Les personnages sont intéressants. Comme je le disais plus haut, au fil des chapitres il n’est pas toujours évident de les identifier rapidement. Mais chacun a une personnalité propre. Dommage que la plume n’ait pas fait l’effort de s’adapter un peu plus à chacun, le narrateur met un peu trop de distance entre le lecteur et les personnages ce qui fait qu’il est un peu difficile de s’y attacher, de s’y reconnaître et nous devenons simples spectateurs. Ce qui en soit n’est pas un mal puisque ce livre est un véritable spectacle et qu’il n’est pas du tout difficile de l’imaginer à l’écran. Au contraire l’écriture est même plutôt cinématographique, très imagée.
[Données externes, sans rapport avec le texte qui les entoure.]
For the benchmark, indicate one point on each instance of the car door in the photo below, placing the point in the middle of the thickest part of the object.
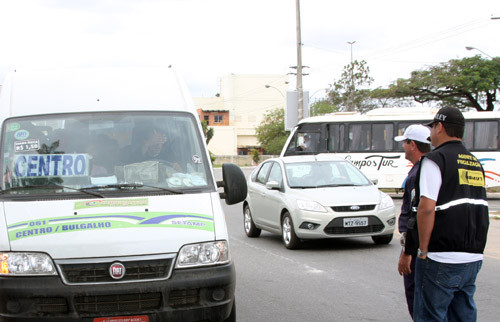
(273, 201)
(257, 192)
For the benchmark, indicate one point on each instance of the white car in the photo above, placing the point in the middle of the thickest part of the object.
(313, 197)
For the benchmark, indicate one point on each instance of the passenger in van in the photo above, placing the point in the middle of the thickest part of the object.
(148, 143)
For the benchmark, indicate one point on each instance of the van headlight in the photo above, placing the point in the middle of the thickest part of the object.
(203, 254)
(386, 202)
(22, 264)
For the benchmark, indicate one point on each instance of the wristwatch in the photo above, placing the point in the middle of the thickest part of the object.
(421, 253)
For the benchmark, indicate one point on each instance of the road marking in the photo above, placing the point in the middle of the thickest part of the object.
(309, 269)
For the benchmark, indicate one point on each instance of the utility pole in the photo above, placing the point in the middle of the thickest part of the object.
(300, 93)
(351, 107)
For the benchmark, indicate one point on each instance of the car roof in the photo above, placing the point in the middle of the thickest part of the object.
(310, 158)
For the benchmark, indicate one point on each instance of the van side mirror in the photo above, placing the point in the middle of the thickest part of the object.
(234, 184)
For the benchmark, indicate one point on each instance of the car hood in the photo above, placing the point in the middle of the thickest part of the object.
(109, 227)
(341, 196)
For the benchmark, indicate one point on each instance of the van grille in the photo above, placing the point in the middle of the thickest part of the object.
(118, 303)
(96, 272)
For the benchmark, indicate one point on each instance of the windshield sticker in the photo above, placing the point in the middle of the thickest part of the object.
(50, 165)
(111, 203)
(57, 225)
(26, 145)
(21, 135)
(196, 159)
(13, 127)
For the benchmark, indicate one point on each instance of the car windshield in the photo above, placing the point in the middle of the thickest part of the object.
(324, 174)
(90, 152)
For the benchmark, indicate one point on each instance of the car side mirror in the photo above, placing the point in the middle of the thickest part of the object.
(273, 185)
(234, 184)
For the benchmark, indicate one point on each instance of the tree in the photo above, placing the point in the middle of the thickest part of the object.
(271, 132)
(322, 107)
(468, 82)
(207, 131)
(350, 92)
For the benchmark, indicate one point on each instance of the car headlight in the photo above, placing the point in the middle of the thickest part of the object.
(310, 206)
(203, 254)
(19, 264)
(386, 202)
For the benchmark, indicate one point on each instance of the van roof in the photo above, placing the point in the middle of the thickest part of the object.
(96, 89)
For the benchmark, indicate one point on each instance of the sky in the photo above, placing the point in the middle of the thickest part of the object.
(207, 39)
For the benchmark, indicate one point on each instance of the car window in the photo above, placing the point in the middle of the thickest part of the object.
(275, 174)
(324, 173)
(262, 175)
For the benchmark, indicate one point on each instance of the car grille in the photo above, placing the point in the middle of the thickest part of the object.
(118, 303)
(95, 272)
(353, 208)
(336, 227)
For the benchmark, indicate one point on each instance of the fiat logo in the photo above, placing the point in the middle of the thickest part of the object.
(117, 271)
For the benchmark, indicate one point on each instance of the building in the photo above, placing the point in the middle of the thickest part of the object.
(239, 109)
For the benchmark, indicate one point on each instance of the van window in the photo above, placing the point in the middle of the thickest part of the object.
(77, 151)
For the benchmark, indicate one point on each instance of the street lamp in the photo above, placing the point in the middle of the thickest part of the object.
(474, 48)
(269, 86)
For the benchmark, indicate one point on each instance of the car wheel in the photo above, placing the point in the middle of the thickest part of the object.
(382, 239)
(290, 240)
(232, 316)
(248, 223)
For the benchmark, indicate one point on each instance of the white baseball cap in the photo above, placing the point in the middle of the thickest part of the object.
(415, 132)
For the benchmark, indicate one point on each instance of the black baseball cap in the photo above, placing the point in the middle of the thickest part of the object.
(448, 115)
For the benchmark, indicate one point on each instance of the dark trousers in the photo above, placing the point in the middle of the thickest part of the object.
(409, 282)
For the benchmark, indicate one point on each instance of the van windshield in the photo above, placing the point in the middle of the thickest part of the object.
(108, 150)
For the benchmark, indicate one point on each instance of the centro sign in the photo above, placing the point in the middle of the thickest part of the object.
(117, 271)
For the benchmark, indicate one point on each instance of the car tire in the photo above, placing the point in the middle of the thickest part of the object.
(288, 236)
(232, 316)
(248, 225)
(382, 239)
Une image violente et un titre qui prend tout son sens.

Au fond c’est un romain qui traite de la condition humaine, de la noirceur de l’âme ou de la bonté. Des relations entre les gens, des sentiments, de l’homosexualité, du refus de sa condition, de la naissance de sentiments, de la haine, de regrets, de conflits entre enfants et parents, de manipulation… Bref tout ce qui fait l’être humain. C’est une leçon de vie, un tableau social immersif et nous comprenons sans mal cette ville plongée dans la violence, la drogue, les abus à l’aube de années 80. City on Fire est un livre qu’il faut avoir lu car il vous marque, il laisse son empreinte en vous et apporte un réel plus à votre expérience de lecteur. Oui il faut de la patience, comme je le disais c’est très dense, très riche, très intense, violent et percutant. Soyez prêts à l’engloutir mais vous ne serez sans doute pas déçu. Je ne vais en dire plus sur le déroulé du livre car il faut vraiment le découvrir. A aucun moment vous ne comprenez où l’auteur veut vous conduire et c’est ce qui est bon. Il vous fait aller au travers des époques pour vous donner un aperçu de l’humanité de ses personnages, de leurs vies, de l’impact de leurs choix ou encore ce qui fait qu’ils en sont là. Instantané de vie, clichés pertinents d’une ville. Hommage au milieu punk et sa frénésie. Hommage à New York.

enbref

Un livre dont il est difficile de parler et qui se doit d’être lu pour être vécu. Un pavé dense, intense, riche mais passionnant dressant un véritable et brillant tableau social du New York de la fin des années 70. Une immersion dans la ville, dans le milieu punk et sa violence, des chemins et des destins qui se mêlent et s’entremêlent et nous partons à la recherche des liens. Belle exploration de la condition humaine. Une plume talentueuse et vraiment prometteuse malgré quelques inévitables longueurs. Un roman ambitieux et explosif.

MANOTE

17/20

Pour en savoir plus sur l’univers du livre et ses personnages : http://www.city-on-fire.fr/livre/

48 réflexions sur “[Chronique] City on Fire de Garth Risk Hallberg

  1. Lady's Blog dit :

    Ahhhhhhhhh enfin j’attends ton avis avec impatience ! Ce livre est prévu à mes lectures de février !
    Je relève une ressemblance avec le livre « six jours » de Ryan Gattis (je ne sais pas si tu l’as lu mais si ce n’est pas le cas je te le conseille… Bref j’en étais où moi ? Ah oui…) où un meutre également, mais là pendant les émeutes de 1992, relie une dizaine de personnes qui elles-mêmes sont liées d’une manière ou d’une autre et qui racontent et se racontent un peu à la manière d’une interview (mais c’est un roman)….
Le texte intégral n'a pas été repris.